Der Dürer-Hase auf der Ampel verbindet Kunst, Identität und ein bisschen Humor. Und genau das tut unserer Stadt gut“, erklärt dazu Ideengeber und SPD-Fraktionsvorsitzender Dr. Nasser Ahmed.
Die SPD hatte bereits im Februar beantragt, geeignete Kreuzungen im Stadtgebiet mit dem Feldhasen-Motiv auszustatten – rechtzeitig zu Dürers 555. Geburtstag 2026 und dem großen Dürer-Jahr 2028. Die Verwaltung schlägt nun eine zeitlich befristete Pilotphase an der Fußgängerampel Äußere Laufer Gasse / Hirschelgasse vor.
Ahmed: „Andere Städte machen vor, wie es geht: Ob Pumuckl in München oder die Mainzelmännchen in Mainz – kulturelle Identität darf sichtbar sein. Nürnberg ist eine Kulturstadt, eine Stadt der Menschenrechte und der Kreativität. Die Dürer-Ampel ist ein sympathischer, moderner Beitrag zu den kommenden Dürer-Jahren.“
Ampelmännchen sind nachweislich ein wichtiger Teil der deutschen Kultur. Unzählige Städte haben neben den „normalen“ Fußgängerampeln auch solche besonderen Merkmale der Stadt.

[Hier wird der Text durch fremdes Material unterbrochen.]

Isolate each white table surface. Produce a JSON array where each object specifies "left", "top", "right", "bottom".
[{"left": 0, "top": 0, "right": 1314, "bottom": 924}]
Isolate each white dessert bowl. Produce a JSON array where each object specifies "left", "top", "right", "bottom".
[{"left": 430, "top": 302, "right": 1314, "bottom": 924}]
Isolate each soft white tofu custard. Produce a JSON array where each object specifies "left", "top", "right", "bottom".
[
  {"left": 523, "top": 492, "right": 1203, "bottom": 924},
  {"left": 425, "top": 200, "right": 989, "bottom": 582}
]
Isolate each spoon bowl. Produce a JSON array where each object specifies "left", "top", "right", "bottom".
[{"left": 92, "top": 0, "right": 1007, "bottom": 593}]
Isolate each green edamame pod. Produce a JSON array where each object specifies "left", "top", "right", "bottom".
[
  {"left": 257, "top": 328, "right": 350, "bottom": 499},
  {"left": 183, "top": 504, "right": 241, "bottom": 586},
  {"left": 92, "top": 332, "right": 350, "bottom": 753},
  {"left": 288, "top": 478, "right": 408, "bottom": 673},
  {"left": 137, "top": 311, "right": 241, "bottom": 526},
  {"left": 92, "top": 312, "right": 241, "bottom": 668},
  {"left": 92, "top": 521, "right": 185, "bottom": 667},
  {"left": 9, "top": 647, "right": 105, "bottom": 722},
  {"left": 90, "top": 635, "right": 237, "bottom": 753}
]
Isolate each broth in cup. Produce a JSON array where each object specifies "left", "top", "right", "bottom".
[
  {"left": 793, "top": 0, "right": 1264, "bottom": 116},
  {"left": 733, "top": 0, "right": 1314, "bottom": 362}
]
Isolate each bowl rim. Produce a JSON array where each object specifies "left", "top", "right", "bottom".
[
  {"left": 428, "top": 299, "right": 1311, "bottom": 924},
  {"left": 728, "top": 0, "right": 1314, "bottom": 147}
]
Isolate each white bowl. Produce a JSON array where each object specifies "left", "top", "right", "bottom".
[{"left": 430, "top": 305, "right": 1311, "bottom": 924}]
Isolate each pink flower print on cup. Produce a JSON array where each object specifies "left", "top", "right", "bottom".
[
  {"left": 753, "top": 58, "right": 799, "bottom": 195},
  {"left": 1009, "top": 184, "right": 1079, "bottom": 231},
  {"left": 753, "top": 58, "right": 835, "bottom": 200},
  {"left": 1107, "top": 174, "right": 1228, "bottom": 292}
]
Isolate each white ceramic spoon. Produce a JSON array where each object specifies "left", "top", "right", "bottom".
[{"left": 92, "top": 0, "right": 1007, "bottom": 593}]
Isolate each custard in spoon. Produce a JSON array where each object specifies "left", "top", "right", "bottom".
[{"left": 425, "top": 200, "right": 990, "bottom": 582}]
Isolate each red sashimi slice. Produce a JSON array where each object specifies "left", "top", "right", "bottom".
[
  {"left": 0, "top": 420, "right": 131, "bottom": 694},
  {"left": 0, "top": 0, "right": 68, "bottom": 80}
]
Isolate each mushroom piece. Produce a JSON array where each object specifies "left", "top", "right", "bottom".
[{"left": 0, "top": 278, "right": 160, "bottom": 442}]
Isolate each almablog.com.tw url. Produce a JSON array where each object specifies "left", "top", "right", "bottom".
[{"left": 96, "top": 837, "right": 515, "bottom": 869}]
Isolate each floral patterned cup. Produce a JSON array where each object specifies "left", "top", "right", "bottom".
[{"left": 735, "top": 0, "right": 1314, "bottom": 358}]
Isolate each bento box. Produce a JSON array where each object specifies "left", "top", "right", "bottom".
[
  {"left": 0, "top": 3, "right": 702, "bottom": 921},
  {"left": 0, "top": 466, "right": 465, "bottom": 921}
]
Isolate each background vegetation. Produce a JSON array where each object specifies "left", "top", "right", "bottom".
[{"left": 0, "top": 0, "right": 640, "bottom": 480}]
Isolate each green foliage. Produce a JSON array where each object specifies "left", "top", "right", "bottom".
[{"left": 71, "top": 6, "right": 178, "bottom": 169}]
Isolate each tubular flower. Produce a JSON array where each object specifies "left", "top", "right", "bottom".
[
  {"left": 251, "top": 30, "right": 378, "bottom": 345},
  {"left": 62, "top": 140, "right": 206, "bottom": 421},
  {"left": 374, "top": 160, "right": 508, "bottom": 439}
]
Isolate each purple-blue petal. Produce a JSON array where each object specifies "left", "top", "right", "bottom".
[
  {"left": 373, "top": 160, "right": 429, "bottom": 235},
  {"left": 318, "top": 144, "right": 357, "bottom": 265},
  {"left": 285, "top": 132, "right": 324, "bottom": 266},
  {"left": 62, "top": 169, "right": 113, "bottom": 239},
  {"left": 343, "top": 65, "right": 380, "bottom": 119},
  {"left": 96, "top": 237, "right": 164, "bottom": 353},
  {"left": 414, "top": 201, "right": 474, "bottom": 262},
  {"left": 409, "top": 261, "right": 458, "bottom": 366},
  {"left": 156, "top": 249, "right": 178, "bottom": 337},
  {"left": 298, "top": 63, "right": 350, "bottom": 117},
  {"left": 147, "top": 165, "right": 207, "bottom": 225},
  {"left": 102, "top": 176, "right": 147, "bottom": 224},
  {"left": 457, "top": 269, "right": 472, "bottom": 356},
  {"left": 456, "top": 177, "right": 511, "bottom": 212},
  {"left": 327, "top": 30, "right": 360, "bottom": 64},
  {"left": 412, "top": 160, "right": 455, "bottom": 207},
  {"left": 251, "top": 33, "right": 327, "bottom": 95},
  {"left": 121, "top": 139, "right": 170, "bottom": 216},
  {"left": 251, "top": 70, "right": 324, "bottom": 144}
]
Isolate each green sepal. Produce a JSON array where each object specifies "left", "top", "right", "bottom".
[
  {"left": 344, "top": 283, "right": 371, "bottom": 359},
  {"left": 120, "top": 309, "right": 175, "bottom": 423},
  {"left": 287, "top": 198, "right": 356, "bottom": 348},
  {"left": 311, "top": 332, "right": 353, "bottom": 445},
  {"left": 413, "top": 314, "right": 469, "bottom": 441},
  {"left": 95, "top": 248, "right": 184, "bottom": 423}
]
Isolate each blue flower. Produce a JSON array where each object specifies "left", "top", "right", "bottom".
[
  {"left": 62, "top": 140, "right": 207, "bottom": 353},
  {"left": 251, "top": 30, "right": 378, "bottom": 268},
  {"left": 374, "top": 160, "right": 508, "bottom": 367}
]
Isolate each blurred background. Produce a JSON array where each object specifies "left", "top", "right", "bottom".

„Solche Ampeln, die nicht nur die Verkehrssicherheit verbessern, sondern auch die Identität und das Selbstverständnis der Bevölkerung widerspiegelt, sind ein schönes Zeichen der Wertschätzung. Albrecht Dürer
der berühmteste Sohn Nürnbergs, würde sich sicher freuen, wenn er wüsste das nun neben einem Albrecht – Dürer – Platz auch eine Ampel mit seinem berühmten Hasen in seiner Heimatstadt Nürnberg vorhanden
ist“, so Christian Vogel, Bürgermeister der Stadt Nürnberg und verantwortlich für den Servicebetrieb Öffentlicher Raum. „Ich finde es insbesondere zum anstehenden Jubiläum ein schönes Zeichen und unterstütze diesen Modellversuch ausdrücklich und sehr gerne als zuständiger Bürgermeister.“
Die SPD sieht im Pilotprojekt einen Auftakt für stärkere kulturelle Präsenz im öffentlichen Raum. „Gerade im Dürer-Jahr wollen wir zeigen, dass Kultur nicht nur im Museum stattfindet, sondern allen gehört. Dürer gehört zu Nürnberg wie kein Zweiter, und mit diesem Projekt holen wir sein Erbe mitten in den Alltag der Menschen.“, so Ahmed.